- ポスト
- みんなのポストを見る
- シェア
- ブックマーク
- 保存
- メール
- リンク
- 印刷
アンティークが好きで仕方なかった。初めてパリに行ったのは27歳の時だったかな。古着の服や、それにまつわるすべての品物に魅せられた。それからしばらく蚤(のみ)の市に行きたくて、私はパリに憧れていた。今はさすがにそういう気持ちからは遠くにいる。

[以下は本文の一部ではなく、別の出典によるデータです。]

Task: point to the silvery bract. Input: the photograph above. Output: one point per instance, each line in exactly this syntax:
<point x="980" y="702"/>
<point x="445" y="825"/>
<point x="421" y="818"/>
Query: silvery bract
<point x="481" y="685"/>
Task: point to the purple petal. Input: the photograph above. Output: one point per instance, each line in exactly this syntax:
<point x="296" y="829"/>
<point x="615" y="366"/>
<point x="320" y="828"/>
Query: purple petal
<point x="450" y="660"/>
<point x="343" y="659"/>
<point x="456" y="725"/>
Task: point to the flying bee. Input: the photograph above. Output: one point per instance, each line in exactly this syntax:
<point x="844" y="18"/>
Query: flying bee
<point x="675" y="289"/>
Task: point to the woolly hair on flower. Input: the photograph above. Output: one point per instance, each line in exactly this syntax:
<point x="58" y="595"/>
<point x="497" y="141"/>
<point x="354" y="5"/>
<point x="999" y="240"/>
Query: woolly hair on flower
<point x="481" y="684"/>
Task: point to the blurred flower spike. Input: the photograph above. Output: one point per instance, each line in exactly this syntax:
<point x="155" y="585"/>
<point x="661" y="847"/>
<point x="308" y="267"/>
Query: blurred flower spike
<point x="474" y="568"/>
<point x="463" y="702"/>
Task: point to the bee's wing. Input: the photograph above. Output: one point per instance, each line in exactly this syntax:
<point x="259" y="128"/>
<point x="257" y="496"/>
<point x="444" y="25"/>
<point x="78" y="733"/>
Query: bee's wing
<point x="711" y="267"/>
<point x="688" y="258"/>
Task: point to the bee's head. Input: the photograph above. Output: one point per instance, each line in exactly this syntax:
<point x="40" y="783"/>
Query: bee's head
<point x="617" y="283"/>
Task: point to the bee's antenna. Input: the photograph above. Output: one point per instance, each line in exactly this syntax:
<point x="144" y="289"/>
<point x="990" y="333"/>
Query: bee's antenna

最初に入院した時、インスタグラムの骨董(こっとう)品を扱う投稿を見るのに熱中した。「退院したら、この中の服を1枚買うわ」。娘は「それがいいわ」と励ましの気持ちを込めて言ってくれていた。骨董品という狭い中での選択肢にこだわっていた。不思議だ。今ではみじんも興味がなくなっている。あの時は、何かに心を移さないと自分が壊れそうに思えていた。入院していても、退院してしばらくも。何かにつかまっていたかった。
今、すっかりそんなことを忘れて、私は普通になった。それどころか、何かを欲しがる気持ちはむしろ断捨離の対象になり、物を減らすのが楽しくなった。娘の力を借りて、必要ないものがすっきり片づいていく。初めはそんなものまで捨てるのと嘆いていた私だが、娘の判断の確かさがありがたい。
この記事は有料記事です。
残り357文字(全文814文字)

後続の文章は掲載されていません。